“I’m glad you did. You know I like to hear your voice over texts all the time.”
“I thought I’d call and talk to you about Easter.”
“Oh,” her aunt said. “We can eat whenever works for you. I know an earlier dinner is better.”
“Is it okay if I bring someone with me?” she asked. She hadn’t asked Easton yet and was pretty sure he’d be alone. That didn’t sit well with her, but she wasn’t sure he was ready to meet her family either. It was going to be a slippery slope to navigate.
“Always,” her aunt said. “Is it a guy or a girl?”
“It’s a guy,” she said.
“Let me find a chair and get comfortable. I need to hear all about this.”
“I figured you’d say that. His name is Easton Cooke and he’s temporarily living next door while helping his cousin run his business.”
She told her aunt everything that was going on, for the most part. She kept the sex out of it. Some things she’d never share.
“Sounds like you shoved those pretty toes of yours deep down your throat there in the beginning.”
“I did,” she said. “But he was nice enough to hear me out, let me apologize, and we’ve moved on from it.”
“Which is a great quality to have. Your father has no idea about this, right? Because you know he would have come to me to ask all sorts of questions. He’s still pissed about everything with Philip.”

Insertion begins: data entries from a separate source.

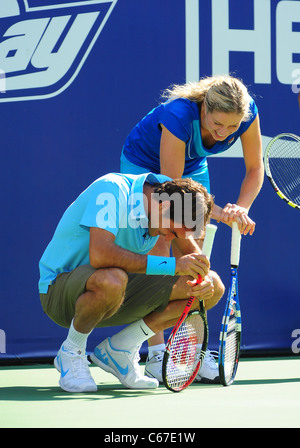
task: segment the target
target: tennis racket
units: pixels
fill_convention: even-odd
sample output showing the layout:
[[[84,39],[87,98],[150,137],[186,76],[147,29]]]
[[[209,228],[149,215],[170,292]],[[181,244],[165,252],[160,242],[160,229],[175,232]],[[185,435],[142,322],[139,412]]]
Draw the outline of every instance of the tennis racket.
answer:
[[[300,210],[300,138],[279,134],[267,146],[266,175],[278,196]]]
[[[223,386],[234,381],[240,355],[241,309],[238,296],[238,265],[240,259],[241,234],[236,222],[232,223],[231,236],[231,283],[219,340],[219,377]]]
[[[208,224],[202,253],[210,258],[217,227]],[[202,278],[198,277],[198,283]],[[190,297],[183,313],[173,328],[166,344],[162,376],[167,389],[180,392],[195,379],[205,356],[208,343],[208,325],[203,301],[199,310],[191,311],[195,297]]]

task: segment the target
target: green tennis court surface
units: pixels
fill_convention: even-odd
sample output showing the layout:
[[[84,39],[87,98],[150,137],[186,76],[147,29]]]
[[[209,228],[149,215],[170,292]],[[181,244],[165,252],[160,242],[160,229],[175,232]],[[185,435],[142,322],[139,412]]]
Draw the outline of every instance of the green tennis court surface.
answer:
[[[0,427],[107,428],[108,437],[113,428],[300,427],[296,356],[242,359],[233,385],[180,393],[128,390],[96,366],[91,372],[98,392],[69,394],[51,365],[0,366]]]

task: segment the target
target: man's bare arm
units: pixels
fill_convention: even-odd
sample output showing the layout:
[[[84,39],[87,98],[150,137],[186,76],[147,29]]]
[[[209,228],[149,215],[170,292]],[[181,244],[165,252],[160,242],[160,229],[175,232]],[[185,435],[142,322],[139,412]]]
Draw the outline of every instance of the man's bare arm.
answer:
[[[147,255],[137,254],[115,244],[111,232],[97,227],[90,228],[90,264],[96,269],[120,268],[125,272],[146,273]],[[209,261],[197,253],[184,255],[176,259],[176,275],[204,277],[209,269]]]
[[[90,264],[96,269],[116,267],[126,272],[145,273],[147,255],[137,254],[115,244],[115,236],[107,230],[90,228]]]

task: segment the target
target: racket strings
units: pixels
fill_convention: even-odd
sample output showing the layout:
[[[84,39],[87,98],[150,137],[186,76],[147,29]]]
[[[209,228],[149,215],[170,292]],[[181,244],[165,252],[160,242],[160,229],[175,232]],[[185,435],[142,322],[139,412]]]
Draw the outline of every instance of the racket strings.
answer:
[[[239,333],[237,331],[238,320],[236,314],[233,313],[229,317],[227,325],[227,336],[224,353],[224,374],[225,380],[229,383],[234,376],[237,356],[239,351]]]
[[[300,141],[287,136],[278,138],[269,152],[269,168],[278,189],[300,205]]]
[[[201,358],[204,337],[205,326],[199,314],[188,316],[179,327],[166,365],[168,383],[173,389],[180,389],[193,375]]]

“No, Dad doesn’t. Can I ask you a favor?”
“You want me to play the peacemaker?” Aunt Helen asked.
“Kind of. I’ll tell Dad when I hang up with you. But he’ll come up to talk to you to know what you know. I just don’t need Dad being Dad right away.”
“Girl,” Aunt Helen said. “Your father is who he is. You can’t ask someone to be someone they aren’t. You should know that well.”

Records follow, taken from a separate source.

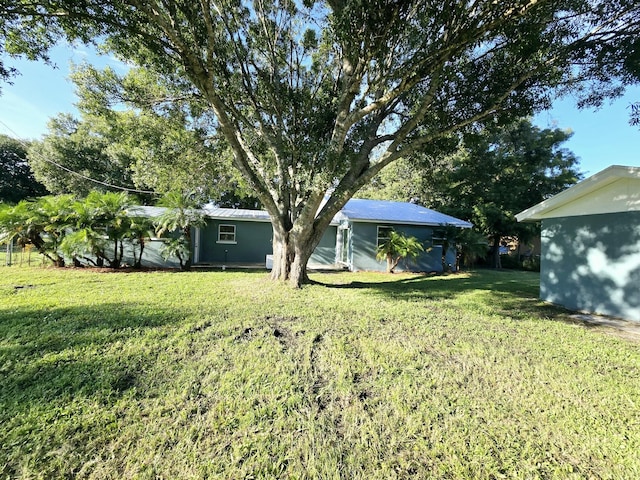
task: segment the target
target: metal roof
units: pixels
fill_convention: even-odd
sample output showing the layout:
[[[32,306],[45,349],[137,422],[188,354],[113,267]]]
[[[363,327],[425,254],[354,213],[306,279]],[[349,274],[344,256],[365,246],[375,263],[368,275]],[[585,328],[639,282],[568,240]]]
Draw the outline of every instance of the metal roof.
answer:
[[[136,206],[129,209],[133,214],[145,217],[157,217],[166,208]],[[248,210],[241,208],[220,208],[213,204],[202,207],[205,216],[215,219],[245,220],[269,222],[269,214],[264,210]],[[365,200],[352,198],[331,222],[336,225],[344,220],[361,222],[378,222],[393,224],[412,224],[429,226],[454,226],[471,228],[472,224],[444,213],[421,207],[413,203],[389,202],[385,200]]]
[[[137,205],[128,209],[128,212],[134,216],[141,217],[159,217],[165,211],[166,207],[149,207]],[[247,210],[242,208],[220,208],[212,204],[203,206],[200,211],[209,218],[216,219],[233,219],[233,220],[251,220],[260,222],[269,222],[269,214],[264,210]]]
[[[209,218],[230,220],[253,220],[258,222],[270,222],[269,214],[265,210],[248,210],[245,208],[221,208],[212,204],[202,207],[202,211]]]
[[[139,216],[139,217],[153,218],[153,217],[159,217],[166,210],[167,209],[164,207],[149,207],[149,206],[143,206],[143,205],[136,205],[134,207],[127,208],[127,213],[134,217]]]
[[[473,225],[459,218],[421,207],[414,203],[365,200],[352,198],[338,215],[348,220],[397,224],[452,226],[471,228]]]

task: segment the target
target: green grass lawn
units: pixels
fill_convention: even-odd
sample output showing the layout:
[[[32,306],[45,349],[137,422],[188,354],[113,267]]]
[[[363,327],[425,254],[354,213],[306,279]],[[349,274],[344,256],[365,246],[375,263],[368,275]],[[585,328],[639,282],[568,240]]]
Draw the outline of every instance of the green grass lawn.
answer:
[[[0,267],[0,478],[640,478],[640,346],[538,275]]]

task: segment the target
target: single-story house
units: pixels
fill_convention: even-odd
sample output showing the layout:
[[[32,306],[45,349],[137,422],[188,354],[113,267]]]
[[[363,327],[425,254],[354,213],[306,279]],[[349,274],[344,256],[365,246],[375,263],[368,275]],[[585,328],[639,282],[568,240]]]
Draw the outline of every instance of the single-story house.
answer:
[[[157,215],[156,208],[144,207],[148,215]],[[194,265],[266,266],[267,257],[272,253],[273,236],[266,211],[213,205],[206,205],[202,210],[206,224],[193,233]],[[394,229],[416,237],[425,247],[417,259],[401,262],[398,271],[440,272],[443,228],[450,226],[471,228],[472,225],[411,203],[351,199],[333,218],[309,260],[309,267],[385,271],[386,263],[376,260],[376,248],[389,230]],[[167,265],[158,255],[157,247],[147,247],[145,265]],[[455,265],[455,256],[455,250],[450,248],[447,263]]]
[[[606,168],[516,218],[542,222],[542,300],[640,321],[640,167]]]

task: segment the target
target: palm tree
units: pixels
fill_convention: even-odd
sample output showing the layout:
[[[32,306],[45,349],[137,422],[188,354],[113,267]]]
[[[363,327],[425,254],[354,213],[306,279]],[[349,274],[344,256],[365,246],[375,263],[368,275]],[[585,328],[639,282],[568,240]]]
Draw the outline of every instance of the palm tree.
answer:
[[[131,236],[132,219],[127,209],[132,204],[125,192],[92,191],[84,200],[76,201],[71,215],[73,232],[63,243],[65,253],[76,264],[82,257],[99,267],[105,262],[111,268],[120,267],[123,242]]]
[[[393,273],[400,260],[407,257],[417,258],[422,251],[424,247],[416,237],[407,237],[391,230],[387,240],[378,246],[376,258],[386,259],[387,273]]]
[[[97,192],[87,195],[85,200],[93,210],[93,227],[103,231],[112,244],[113,254],[105,254],[109,267],[118,268],[124,255],[123,241],[130,234],[131,218],[127,210],[133,205],[133,200],[126,192]]]
[[[96,227],[96,212],[86,199],[74,202],[72,214],[72,232],[65,236],[61,248],[65,255],[73,259],[76,266],[81,266],[81,259],[95,266],[102,267],[108,247],[104,232]]]
[[[158,216],[154,223],[156,234],[161,237],[169,233],[173,238],[164,245],[163,256],[176,257],[182,270],[191,269],[193,249],[191,243],[191,229],[204,225],[204,215],[199,210],[199,203],[192,193],[171,191],[158,202],[165,207],[165,212]],[[175,237],[177,235],[177,238]]]
[[[142,268],[142,254],[144,253],[146,239],[153,230],[153,223],[146,217],[131,217],[130,220],[131,224],[126,236],[133,248],[133,268]]]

She didn’t need to feel the shame with those words. “You know what I mean. It’s more about him not coming on so strong. He didn’t with Philip.”
“And look at how well that worked out,” Aunt Helen said.
“Fair point,” she agreed.
“I’m not telling your father what to do. It’s his right as a father. But you can tell him what you told me. Give him some information and ask him not to be too harsh. Do you think Easton can’t handle it?”
“I’m sure he can handle anything,” she said.
“Then I have no idea what the problem is,” Aunt Helen said.
She didn’t know either other than she worried that Easton would think it was too much too soon.
Normally she loved it when her father was protective of her, but this time, she wasn’t so sure she wanted it.
She hung up with her aunt and called her father. “What’s going on, Laurel?”
“I’m dating someone,” she said. Might as well lead with that information.
“Good,” her father said. “I’m glad to know you’re not still beating yourself up over Philip.”
“I didn’t beat myself up over him. He got what he deserved. I don’t regret one minute what I did.”
“I didn’t say that,” her father said. “I meant that you questioned what you could have done differently. You’ve done that your whole life.”
She had done that in the beginning. “I didn’t do it long,” she said. “He wasn’t for me and I was the idiot who fell for it. That’s on me and no one else. I learn from my mistakes.”